Odds ratios (ORs) of haplotypes of significant SNPs were estimated using an expectation substitution approach (19, 20) that estimates the probabilities of all possible haplotype configurations of each individual in the sample, conditional on their genotype and case-control status. Haplotypes with an estimated frequency of < 5% were pooled in one single group and the most common haplotype was used as the reference haplotype.

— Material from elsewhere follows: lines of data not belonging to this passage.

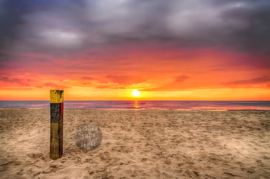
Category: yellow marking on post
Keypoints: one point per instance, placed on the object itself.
(56, 96)
(56, 140)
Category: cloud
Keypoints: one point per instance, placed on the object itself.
(87, 78)
(103, 86)
(179, 79)
(22, 82)
(61, 27)
(125, 79)
(175, 85)
(249, 82)
(56, 86)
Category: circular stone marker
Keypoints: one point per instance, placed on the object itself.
(88, 136)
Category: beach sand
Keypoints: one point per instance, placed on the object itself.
(139, 144)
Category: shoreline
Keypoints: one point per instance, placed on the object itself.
(146, 109)
(138, 144)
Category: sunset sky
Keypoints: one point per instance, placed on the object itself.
(104, 49)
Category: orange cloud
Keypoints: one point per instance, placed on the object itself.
(125, 79)
(249, 82)
(56, 86)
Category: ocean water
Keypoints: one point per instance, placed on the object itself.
(176, 105)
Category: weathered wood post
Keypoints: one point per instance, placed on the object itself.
(56, 118)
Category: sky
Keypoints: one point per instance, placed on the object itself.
(104, 49)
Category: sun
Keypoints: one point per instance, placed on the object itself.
(136, 93)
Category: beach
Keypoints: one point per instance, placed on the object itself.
(138, 144)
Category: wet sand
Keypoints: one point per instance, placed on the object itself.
(139, 144)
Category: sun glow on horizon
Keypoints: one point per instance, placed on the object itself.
(136, 93)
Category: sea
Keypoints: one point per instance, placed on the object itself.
(138, 104)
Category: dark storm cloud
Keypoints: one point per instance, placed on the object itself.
(68, 26)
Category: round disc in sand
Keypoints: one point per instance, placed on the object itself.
(88, 136)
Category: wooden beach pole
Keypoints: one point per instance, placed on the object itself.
(56, 119)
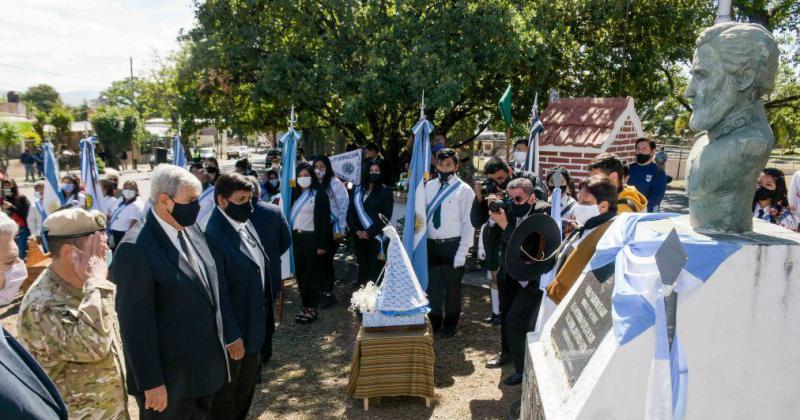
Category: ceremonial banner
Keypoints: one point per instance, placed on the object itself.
(90, 177)
(52, 199)
(347, 166)
(178, 156)
(415, 229)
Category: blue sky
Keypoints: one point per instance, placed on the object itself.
(83, 45)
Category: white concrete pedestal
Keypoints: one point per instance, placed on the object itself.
(740, 333)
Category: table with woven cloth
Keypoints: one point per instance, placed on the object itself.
(392, 363)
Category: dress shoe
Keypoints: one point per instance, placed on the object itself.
(514, 379)
(499, 360)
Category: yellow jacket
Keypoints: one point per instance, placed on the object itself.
(631, 201)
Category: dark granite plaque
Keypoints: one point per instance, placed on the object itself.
(585, 321)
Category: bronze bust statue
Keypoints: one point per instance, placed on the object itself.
(734, 65)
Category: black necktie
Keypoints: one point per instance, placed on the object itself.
(437, 214)
(187, 250)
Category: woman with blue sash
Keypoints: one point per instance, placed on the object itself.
(370, 201)
(310, 220)
(339, 202)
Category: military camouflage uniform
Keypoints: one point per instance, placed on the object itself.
(74, 334)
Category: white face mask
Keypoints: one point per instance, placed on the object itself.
(129, 194)
(304, 181)
(584, 212)
(13, 280)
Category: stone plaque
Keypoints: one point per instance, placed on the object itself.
(585, 321)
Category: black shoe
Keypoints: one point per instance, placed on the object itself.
(498, 361)
(327, 300)
(447, 332)
(514, 379)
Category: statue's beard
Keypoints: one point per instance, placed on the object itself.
(712, 106)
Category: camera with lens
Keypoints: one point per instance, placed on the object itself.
(503, 202)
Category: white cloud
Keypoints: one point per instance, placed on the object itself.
(83, 45)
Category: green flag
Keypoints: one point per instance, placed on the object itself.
(505, 106)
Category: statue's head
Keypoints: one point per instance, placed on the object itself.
(734, 64)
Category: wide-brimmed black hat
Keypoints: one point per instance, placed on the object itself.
(530, 245)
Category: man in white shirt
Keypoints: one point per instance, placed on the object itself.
(243, 265)
(450, 235)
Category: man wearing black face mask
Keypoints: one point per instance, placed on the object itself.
(647, 176)
(519, 298)
(450, 235)
(169, 304)
(244, 266)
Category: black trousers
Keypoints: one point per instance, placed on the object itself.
(524, 307)
(177, 409)
(329, 274)
(232, 402)
(444, 284)
(369, 266)
(308, 267)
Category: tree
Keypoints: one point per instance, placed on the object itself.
(9, 137)
(42, 97)
(61, 120)
(116, 130)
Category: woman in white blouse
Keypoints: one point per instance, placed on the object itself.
(128, 212)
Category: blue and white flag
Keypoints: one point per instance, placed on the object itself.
(52, 198)
(415, 229)
(90, 176)
(532, 162)
(178, 156)
(637, 302)
(288, 178)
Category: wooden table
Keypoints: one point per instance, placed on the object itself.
(392, 363)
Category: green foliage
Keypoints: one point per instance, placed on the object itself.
(9, 137)
(116, 130)
(42, 97)
(61, 119)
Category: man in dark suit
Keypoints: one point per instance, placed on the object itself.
(169, 304)
(25, 389)
(243, 265)
(273, 231)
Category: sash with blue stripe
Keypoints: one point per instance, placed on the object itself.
(440, 196)
(298, 205)
(364, 218)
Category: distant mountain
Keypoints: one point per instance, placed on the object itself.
(76, 98)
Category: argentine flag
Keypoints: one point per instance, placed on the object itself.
(178, 157)
(415, 229)
(288, 175)
(90, 177)
(52, 199)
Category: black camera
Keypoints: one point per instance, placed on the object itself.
(503, 203)
(489, 187)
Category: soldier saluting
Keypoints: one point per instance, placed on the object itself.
(67, 319)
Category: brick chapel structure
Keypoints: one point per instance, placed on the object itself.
(578, 129)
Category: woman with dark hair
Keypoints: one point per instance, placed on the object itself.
(370, 201)
(339, 201)
(271, 188)
(310, 220)
(771, 201)
(71, 190)
(568, 197)
(16, 207)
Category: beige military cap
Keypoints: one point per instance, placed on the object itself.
(74, 223)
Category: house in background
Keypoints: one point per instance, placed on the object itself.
(578, 129)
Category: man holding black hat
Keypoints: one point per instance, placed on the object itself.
(67, 318)
(519, 297)
(450, 235)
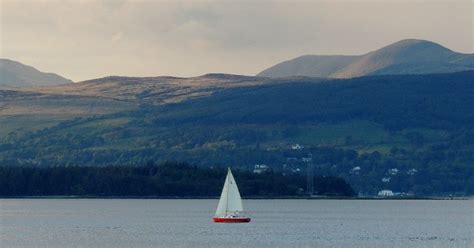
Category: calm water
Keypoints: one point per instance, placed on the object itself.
(275, 223)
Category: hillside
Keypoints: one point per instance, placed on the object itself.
(361, 129)
(31, 108)
(15, 74)
(402, 57)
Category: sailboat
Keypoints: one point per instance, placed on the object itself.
(230, 209)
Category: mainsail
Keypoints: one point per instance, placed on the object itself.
(230, 201)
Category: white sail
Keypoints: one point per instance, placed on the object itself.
(230, 201)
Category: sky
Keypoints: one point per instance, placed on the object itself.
(95, 38)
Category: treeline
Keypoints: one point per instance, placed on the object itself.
(170, 179)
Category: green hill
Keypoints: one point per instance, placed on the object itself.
(408, 133)
(403, 57)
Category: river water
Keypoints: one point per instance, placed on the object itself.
(275, 223)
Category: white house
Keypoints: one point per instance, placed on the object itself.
(386, 192)
(296, 147)
(260, 168)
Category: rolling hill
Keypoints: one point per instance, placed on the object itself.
(15, 74)
(360, 129)
(403, 57)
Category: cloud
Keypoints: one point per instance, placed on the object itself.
(87, 39)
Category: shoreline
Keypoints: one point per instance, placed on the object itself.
(245, 198)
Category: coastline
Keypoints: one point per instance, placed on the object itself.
(245, 198)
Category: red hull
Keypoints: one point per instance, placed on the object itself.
(231, 220)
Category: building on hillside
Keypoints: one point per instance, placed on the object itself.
(386, 193)
(296, 147)
(260, 168)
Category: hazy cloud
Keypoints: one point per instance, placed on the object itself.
(88, 39)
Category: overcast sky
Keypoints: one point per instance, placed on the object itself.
(89, 39)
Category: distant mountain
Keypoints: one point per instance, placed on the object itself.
(406, 133)
(15, 74)
(404, 57)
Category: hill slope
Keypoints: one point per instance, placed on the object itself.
(403, 57)
(15, 74)
(361, 129)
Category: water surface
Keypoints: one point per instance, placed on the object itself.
(275, 223)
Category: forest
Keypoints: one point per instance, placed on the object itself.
(407, 133)
(166, 180)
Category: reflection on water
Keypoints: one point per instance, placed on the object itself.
(275, 223)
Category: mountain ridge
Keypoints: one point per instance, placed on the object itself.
(409, 56)
(16, 74)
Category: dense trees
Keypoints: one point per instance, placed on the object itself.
(169, 179)
(421, 125)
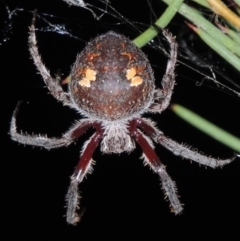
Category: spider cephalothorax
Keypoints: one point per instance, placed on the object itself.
(112, 85)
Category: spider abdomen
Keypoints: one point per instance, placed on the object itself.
(112, 79)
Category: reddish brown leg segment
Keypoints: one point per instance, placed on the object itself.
(153, 161)
(82, 168)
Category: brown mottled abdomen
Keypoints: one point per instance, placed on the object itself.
(111, 78)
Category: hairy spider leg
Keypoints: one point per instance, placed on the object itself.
(53, 84)
(43, 141)
(178, 149)
(154, 162)
(83, 167)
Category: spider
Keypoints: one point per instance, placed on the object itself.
(112, 86)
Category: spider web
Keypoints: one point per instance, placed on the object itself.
(99, 16)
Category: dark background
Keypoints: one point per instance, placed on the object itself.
(122, 197)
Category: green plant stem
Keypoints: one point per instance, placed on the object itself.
(205, 126)
(196, 18)
(162, 22)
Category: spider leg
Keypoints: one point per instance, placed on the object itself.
(52, 84)
(185, 152)
(70, 136)
(163, 96)
(154, 162)
(178, 149)
(83, 167)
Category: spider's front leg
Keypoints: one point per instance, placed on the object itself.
(48, 143)
(84, 166)
(52, 84)
(163, 96)
(153, 161)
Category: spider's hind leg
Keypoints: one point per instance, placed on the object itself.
(154, 162)
(83, 167)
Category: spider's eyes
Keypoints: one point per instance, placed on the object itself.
(132, 75)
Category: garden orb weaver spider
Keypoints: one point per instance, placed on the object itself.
(112, 86)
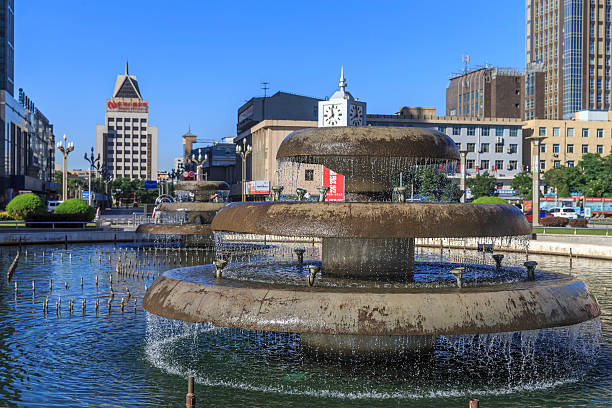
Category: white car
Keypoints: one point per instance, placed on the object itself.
(565, 212)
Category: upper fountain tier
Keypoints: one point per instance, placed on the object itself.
(369, 156)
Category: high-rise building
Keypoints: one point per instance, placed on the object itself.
(126, 142)
(568, 57)
(487, 92)
(7, 50)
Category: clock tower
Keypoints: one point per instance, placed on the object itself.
(342, 109)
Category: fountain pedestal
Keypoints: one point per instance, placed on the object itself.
(387, 258)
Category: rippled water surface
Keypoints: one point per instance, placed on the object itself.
(134, 359)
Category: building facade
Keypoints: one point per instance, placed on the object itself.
(489, 92)
(127, 144)
(568, 41)
(566, 141)
(494, 145)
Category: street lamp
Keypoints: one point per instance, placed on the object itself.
(93, 161)
(198, 161)
(535, 173)
(244, 151)
(463, 153)
(65, 149)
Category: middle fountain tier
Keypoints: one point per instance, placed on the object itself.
(359, 289)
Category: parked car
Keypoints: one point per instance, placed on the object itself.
(565, 212)
(529, 214)
(52, 204)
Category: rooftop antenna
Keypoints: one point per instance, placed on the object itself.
(264, 86)
(466, 62)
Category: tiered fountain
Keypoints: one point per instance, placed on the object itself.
(356, 286)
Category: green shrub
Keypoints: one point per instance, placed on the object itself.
(24, 205)
(554, 221)
(76, 206)
(578, 223)
(490, 200)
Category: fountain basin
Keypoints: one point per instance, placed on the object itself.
(194, 295)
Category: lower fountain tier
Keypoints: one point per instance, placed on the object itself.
(194, 295)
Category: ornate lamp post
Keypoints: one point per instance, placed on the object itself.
(93, 161)
(65, 149)
(244, 151)
(198, 161)
(535, 174)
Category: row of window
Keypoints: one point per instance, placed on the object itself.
(570, 148)
(570, 132)
(499, 165)
(484, 130)
(484, 148)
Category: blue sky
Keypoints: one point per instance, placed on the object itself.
(198, 61)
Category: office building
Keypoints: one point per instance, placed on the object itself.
(568, 42)
(566, 141)
(126, 142)
(494, 145)
(488, 92)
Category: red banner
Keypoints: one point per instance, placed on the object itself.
(335, 182)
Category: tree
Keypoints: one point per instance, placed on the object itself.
(482, 185)
(523, 183)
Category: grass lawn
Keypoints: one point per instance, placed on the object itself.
(570, 231)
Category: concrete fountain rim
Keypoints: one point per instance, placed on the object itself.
(383, 220)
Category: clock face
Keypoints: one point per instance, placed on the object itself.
(332, 115)
(356, 115)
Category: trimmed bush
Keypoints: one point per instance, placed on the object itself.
(76, 206)
(554, 221)
(489, 200)
(578, 223)
(5, 217)
(24, 205)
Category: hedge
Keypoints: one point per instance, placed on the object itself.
(24, 205)
(554, 221)
(76, 206)
(489, 200)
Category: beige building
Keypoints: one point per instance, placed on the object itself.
(566, 141)
(266, 138)
(126, 142)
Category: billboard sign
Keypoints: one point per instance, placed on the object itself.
(335, 182)
(258, 187)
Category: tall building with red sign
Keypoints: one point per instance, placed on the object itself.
(126, 142)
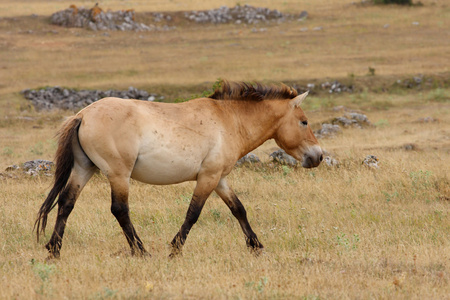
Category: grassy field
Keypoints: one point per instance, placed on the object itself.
(346, 232)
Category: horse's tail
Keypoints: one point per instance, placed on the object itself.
(64, 160)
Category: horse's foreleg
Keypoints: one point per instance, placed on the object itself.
(238, 210)
(120, 210)
(204, 188)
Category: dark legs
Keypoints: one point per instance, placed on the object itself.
(201, 193)
(204, 188)
(238, 210)
(66, 201)
(120, 210)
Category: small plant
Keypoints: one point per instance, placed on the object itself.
(286, 170)
(43, 271)
(216, 214)
(8, 151)
(400, 2)
(382, 123)
(259, 286)
(390, 197)
(438, 95)
(37, 149)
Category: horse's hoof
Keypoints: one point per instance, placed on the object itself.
(175, 254)
(256, 251)
(52, 257)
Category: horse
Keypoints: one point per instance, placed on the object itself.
(167, 143)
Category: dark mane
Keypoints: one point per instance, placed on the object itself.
(252, 92)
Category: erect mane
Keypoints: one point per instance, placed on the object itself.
(252, 92)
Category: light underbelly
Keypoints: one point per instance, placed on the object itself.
(165, 169)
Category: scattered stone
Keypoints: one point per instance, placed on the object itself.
(303, 15)
(12, 168)
(331, 161)
(427, 120)
(240, 14)
(336, 87)
(371, 161)
(281, 157)
(63, 98)
(32, 168)
(328, 131)
(410, 147)
(97, 19)
(352, 119)
(248, 158)
(256, 30)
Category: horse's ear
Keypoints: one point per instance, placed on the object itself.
(297, 101)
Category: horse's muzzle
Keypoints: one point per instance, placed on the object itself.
(312, 157)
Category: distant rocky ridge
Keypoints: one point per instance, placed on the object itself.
(241, 14)
(96, 18)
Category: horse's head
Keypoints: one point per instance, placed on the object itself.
(294, 135)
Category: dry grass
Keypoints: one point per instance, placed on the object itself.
(352, 40)
(347, 232)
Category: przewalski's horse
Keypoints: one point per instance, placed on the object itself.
(161, 143)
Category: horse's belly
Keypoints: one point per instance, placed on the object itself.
(159, 169)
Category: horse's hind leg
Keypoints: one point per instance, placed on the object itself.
(205, 186)
(238, 210)
(120, 210)
(66, 201)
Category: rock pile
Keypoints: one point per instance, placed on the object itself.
(371, 161)
(327, 131)
(33, 167)
(336, 87)
(248, 158)
(63, 98)
(97, 19)
(239, 14)
(281, 157)
(352, 119)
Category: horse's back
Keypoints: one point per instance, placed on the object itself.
(157, 143)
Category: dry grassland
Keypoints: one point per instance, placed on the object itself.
(346, 232)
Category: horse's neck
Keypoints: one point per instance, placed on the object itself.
(257, 122)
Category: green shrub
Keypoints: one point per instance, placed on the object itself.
(400, 2)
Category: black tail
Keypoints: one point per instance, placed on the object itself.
(64, 159)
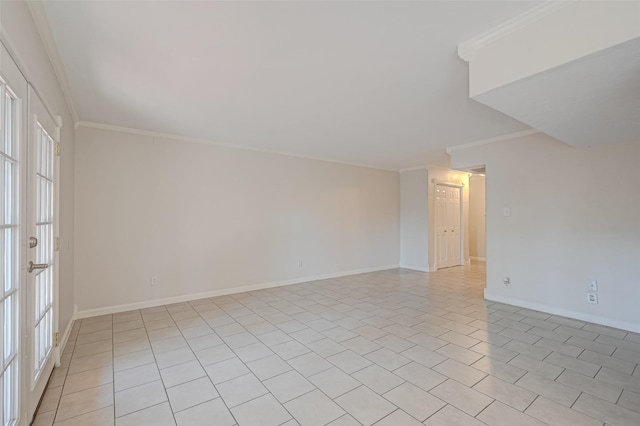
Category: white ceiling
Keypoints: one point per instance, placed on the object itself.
(589, 101)
(376, 83)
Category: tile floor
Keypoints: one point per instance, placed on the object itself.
(390, 348)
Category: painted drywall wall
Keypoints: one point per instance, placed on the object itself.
(569, 31)
(448, 175)
(19, 32)
(206, 218)
(414, 223)
(477, 229)
(574, 218)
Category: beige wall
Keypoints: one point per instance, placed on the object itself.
(204, 218)
(574, 218)
(20, 34)
(477, 237)
(414, 220)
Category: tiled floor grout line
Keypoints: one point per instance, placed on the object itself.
(397, 314)
(203, 367)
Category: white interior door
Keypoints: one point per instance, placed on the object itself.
(448, 226)
(453, 215)
(441, 228)
(12, 93)
(41, 257)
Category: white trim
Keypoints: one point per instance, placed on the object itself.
(416, 268)
(554, 310)
(48, 40)
(413, 169)
(161, 135)
(447, 183)
(467, 49)
(501, 138)
(221, 292)
(67, 332)
(17, 59)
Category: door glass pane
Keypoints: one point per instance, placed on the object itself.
(9, 257)
(43, 294)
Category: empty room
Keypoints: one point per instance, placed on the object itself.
(265, 213)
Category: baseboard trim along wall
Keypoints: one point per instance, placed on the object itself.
(221, 292)
(416, 268)
(67, 331)
(553, 310)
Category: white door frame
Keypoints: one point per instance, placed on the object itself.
(460, 187)
(35, 386)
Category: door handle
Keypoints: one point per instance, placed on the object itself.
(34, 266)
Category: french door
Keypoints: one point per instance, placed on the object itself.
(41, 256)
(10, 297)
(28, 260)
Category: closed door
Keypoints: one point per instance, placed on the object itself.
(448, 236)
(10, 295)
(41, 259)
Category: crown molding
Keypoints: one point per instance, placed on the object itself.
(412, 169)
(508, 136)
(46, 35)
(467, 49)
(161, 135)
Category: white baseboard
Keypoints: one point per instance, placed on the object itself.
(554, 310)
(416, 268)
(67, 331)
(87, 313)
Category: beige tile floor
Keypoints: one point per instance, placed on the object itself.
(390, 348)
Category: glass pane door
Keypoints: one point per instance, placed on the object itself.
(43, 290)
(9, 271)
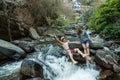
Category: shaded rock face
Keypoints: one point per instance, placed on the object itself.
(9, 50)
(31, 69)
(106, 60)
(15, 20)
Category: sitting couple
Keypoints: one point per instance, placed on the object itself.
(84, 40)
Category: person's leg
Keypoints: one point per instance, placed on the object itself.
(87, 49)
(79, 52)
(84, 47)
(71, 57)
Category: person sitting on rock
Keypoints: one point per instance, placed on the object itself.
(63, 41)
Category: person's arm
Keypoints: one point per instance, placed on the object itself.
(58, 39)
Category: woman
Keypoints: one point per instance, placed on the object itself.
(84, 39)
(63, 41)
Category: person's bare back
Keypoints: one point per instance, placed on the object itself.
(65, 45)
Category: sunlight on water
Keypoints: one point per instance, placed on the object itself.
(10, 68)
(68, 71)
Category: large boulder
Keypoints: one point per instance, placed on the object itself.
(104, 59)
(31, 69)
(10, 50)
(33, 33)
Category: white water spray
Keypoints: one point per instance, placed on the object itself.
(68, 71)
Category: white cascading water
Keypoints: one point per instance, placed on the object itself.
(10, 68)
(68, 71)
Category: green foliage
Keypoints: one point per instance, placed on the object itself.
(111, 31)
(44, 11)
(107, 14)
(59, 22)
(86, 2)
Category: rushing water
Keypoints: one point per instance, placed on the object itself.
(10, 68)
(63, 69)
(68, 71)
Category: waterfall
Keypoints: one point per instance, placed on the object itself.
(10, 68)
(68, 71)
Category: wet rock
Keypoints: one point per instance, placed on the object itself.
(105, 74)
(27, 46)
(31, 69)
(35, 79)
(10, 50)
(33, 33)
(96, 46)
(106, 60)
(92, 52)
(51, 32)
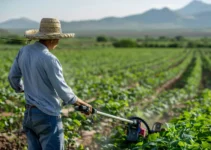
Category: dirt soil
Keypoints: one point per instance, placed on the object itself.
(12, 142)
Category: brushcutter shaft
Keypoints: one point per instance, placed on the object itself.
(115, 117)
(85, 109)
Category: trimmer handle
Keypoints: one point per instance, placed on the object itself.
(84, 109)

Table 1 shows characteristics of breast cancer cases and controls. No significant differences were observed in the percentage of European admixture between the groups (19.2% in cases vs. 19.3% in controls). The Admixmap and Structure software gave very similar results, with a correlation of 98.9% between the two estimates of European admixture proportions (Supplementary Figure 1).

Table 1
General characteristics of breast cancer cases and controls in the Black Women’s Health Study*

Because additional population stratification may be present beyond that due to European admixture, we estimated the likelihood of the observed AIM genotypes under different numbers of subpopulation groups. The observed data is best explained by 2 different subpopulations (African and European). However, our results also suggest the presence of a third or even a fourth subpopulation in the BWHS population (Supplementary Figure 2). To assess the impact of this additional population stratification in our odds ratio estimates, we conducted all logistic analyses under different scenarios of 2, 3, and 4 subpopulations. Because no major differences were observed among these three different scenarios, we present the results only under the scenario of 2 subpopulations.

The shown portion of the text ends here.